Noch eine Geschichte - diesmal aus dem kirchlichen Kontext. Eine amerikanische Gemeinde betet für Kranke. Es ist schon einige Jahrzehnte her – da werden plötzlich viele Kranke geheilt, nachdem man für sie betete. Das passiert ja nicht nur in der Bibel, sondern auch heute noch. Aber zurück zur amerikanischen Gemeinde. Bis heute wird dort für Kranke auf eine bestimmte Weise gebetet. Man legt ihnen nicht die Hände beim Beten direkt auf den Kopf, wie es der Apostel Paulus empfohlen hat - sondern hält die Hände wenige Zentimeter über dem Kopf! Da kam dann mal einer auf die Idee und fragte bei den Alten nach, warum sie das tun. Die Antwort war so einfach wie verblüffend: „Weißt du mein Junge, das kam so. Wir feierten Gottesdienst in einer großen Halle und es war schweineheiß. Hätten wir die Hände richtig aufgelegt, wäre das eine sehr eklige und schwitzige Angelegenheit gewesen. Deswegen haben wir sie nicht ganz aufgelegt!“ Tja, und weil dabei so viele geheilt wurden, blieb man dann einfach dabei. So einfach können Erklärungen sein.
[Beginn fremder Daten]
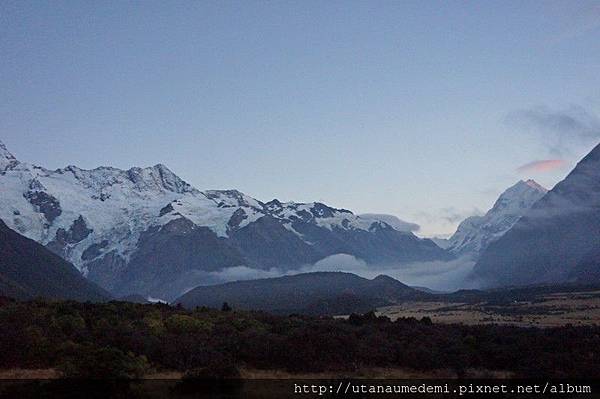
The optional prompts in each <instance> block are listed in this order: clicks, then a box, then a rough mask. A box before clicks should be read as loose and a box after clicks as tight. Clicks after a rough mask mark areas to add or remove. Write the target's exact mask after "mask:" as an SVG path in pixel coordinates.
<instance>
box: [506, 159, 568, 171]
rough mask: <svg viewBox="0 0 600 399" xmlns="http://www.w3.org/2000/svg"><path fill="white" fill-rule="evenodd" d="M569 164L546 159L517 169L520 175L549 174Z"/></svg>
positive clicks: (559, 160) (530, 162) (557, 161)
mask: <svg viewBox="0 0 600 399" xmlns="http://www.w3.org/2000/svg"><path fill="white" fill-rule="evenodd" d="M566 164H567V162H566V161H565V160H563V159H544V160H540V161H533V162H529V163H526V164H525V165H521V166H519V167H518V168H517V172H519V173H547V172H552V171H553V170H557V169H560V168H562V167H564V166H565V165H566Z"/></svg>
Und so einfach entstehen Traditionen.

So augenzwinkernd diese beiden Geschichten sind - sie öffnen mir die Augen. „Das haben wir immer schon so gemacht“. Dieser Satz ist richtig gefährlich. Papst Johannes XXIII. hat im Rückgriff auf einen Satz von Thomas Morus gesagt: „Tradition heißt: Das Feuer hüten und nicht die Asche aufbewahren.“ Und manchmal ist der Ursprung einer Tradition gar nicht tief gehend begründet, sondern schlicht aus der Not geboren oder praktisch gewesen. Weil aber Traditionen wertvoll sein können, gilt es immer wieder diese Unterscheidungsarbeit zu leisten. Altes nicht unhinterfragt zu lassen. Neugierig zu bleiben. Offen für Neues. Aber eben auch verwurzelt in eigenen Überzeugungen, wenn die sich als tauglich erweisen.

Schon Jesus hat das so gehandhabt. Die Traditionen seines jüdischen Glaubens wertgeschätzt und da, wo sie sich als lebensfeindlich erwiesen, abgelegt. „Gott hat den Sabbat für den Menschen geschaffen, nicht den Menschen für den Sabbat.“ (Markus 2,27) Hat er einmal gesagt. Die Tradition ist für den Menschen da, nicht der Mensch für die Tradition. Und Jesus hat immer wieder gemahnt: „Die Väter haben euch gesagt - ich aber sage euch etwas Neues!“. Damit uns Traditionen nicht den Blick auf und den Weg zu Gott versperren.

Ich wünsche Ihnen einen gesegneten Sonntag. Bleiben Sie neugierig und hinterfragen Sie, was immer schon so war. Dann können Sie es getrost weiter tun – oder auch lassen. Ihr Pastor Christof Lenzen aus Eschweiler.